Gewijzigde aanwijzing massaal bezwaar box 3 over belastingjaar 2020
Aanwijzing bezwaarschriften tegen aanslagen inkomstenbelasting als massaal bezwaar
Brief regering
Nummer: 2021D20881, datum: 2021-06-01, bijgewerkt: 2024-02-19 10:56, versie: 3
Directe link naar document (.pdf), link naar pagina op de Tweede Kamer site, officiële HTML versie (kst-34245-9).
Gerelateerde personen:- Eerste ondertekenaar: J.A. Vijlbrief, staatssecretaris van Financiën (D66)
Onderdeel van kamerstukdossier 34245 -9 Aanwijzing bezwaarschriften tegen aanslagen inkomstenbelasting als massaal bezwaar.

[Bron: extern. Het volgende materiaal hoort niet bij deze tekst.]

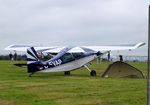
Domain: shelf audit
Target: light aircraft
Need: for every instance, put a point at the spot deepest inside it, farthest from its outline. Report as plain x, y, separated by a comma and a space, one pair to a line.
65, 59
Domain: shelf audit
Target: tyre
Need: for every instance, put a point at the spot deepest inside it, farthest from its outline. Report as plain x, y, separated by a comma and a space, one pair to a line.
93, 73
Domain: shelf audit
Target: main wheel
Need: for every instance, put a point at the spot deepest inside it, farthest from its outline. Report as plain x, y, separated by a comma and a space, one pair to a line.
67, 73
93, 73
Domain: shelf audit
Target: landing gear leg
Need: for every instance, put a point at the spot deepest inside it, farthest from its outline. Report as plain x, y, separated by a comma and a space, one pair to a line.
92, 72
31, 74
67, 73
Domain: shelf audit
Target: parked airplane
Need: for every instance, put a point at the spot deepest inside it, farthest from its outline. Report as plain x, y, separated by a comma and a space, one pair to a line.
65, 59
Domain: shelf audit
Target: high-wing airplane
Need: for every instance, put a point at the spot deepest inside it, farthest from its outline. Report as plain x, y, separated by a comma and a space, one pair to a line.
65, 59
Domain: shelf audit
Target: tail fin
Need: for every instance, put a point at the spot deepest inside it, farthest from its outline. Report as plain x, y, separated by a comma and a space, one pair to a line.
33, 61
32, 56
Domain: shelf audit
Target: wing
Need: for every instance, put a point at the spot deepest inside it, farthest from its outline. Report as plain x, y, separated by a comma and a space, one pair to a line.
57, 49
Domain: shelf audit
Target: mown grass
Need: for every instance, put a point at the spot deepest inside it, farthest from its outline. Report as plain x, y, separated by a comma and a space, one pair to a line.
16, 88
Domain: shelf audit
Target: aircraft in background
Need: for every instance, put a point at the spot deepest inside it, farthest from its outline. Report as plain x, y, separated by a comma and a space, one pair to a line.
65, 59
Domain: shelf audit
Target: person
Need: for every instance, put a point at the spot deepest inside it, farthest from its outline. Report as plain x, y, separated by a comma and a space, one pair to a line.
15, 56
10, 56
121, 58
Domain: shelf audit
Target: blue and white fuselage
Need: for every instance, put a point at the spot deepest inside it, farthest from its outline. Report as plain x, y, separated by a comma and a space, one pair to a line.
61, 62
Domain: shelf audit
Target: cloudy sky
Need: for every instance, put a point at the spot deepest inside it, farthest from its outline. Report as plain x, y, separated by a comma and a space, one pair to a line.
73, 22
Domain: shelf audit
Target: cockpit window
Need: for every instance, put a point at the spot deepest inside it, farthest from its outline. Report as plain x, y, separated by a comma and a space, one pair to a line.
78, 55
67, 58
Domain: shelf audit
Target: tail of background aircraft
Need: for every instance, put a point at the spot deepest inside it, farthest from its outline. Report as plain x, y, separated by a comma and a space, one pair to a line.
33, 61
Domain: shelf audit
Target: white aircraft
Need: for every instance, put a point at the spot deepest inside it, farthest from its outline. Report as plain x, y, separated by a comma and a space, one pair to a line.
65, 59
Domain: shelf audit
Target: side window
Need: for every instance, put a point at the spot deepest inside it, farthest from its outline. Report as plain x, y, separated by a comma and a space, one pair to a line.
78, 55
67, 58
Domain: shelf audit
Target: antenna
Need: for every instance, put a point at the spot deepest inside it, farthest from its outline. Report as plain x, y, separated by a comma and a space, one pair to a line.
148, 62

Onderdeel van zaak 2021Z09457:
- Indiener: J.A. Vijlbrief, staatssecretaris van Financiën
- Voortouwcommissie: vaste commissie voor Financiën
- 2021-06-03 14:25: Aansluitend aan de Stemmingen: Regeling van werkzaamheden (Regeling van werkzaamheden), TK
- 2021-06-10 10:00: Procedurevergadering Financiën (via videoverbinding) (Procedurevergadering), vaste commissie voor Financiën
- 2021-06-30 09:45: Belastingen (Commissiedebat), vaste commissie voor Financiën
- 2021-09-07 15:10: Regeling van werkzaamheden (Regeling van werkzaamheden), TK
Preview document (🔗 origineel)
Tweede Kamer der Staten-Generaal | 2 |
Vergaderjaar 2020-2021 |
34 245 Aanwijzing bezwaarschriften tegen aanslagen inkomstenbelasting als massaal bezwaar
Nr. 9 BRIEF VAN DE STAATSSECRETARIS VAN FINANCIËN
Aan de Voorzitter van de Tweede Kamer der Staten-Generaal
Den Haag, 1 juni 2021
Op 25 maart 2021 heb ik uw Kamer een afschrift gestuurd van de Aanwijzing bezwaarschriften tegen aanslagen inkomstenbelasting 2020 als massaal bezwaar inzake de box 3-heffing.1 Naar aanleiding van een door de Bond voor Belastingbetalers aangedragen geschilpunt heb ik besloten om deze aanwijzing uit te breiden met een aanvullende rechtsvraag. Hierbij stuur ik u een afschrift van de nieuwe Aanwijzing bezwaarschriften tegen aanslagen inkomstenbelasting 2020 als massaal bezwaar2. Deze uitbreiding licht ik hierna toe.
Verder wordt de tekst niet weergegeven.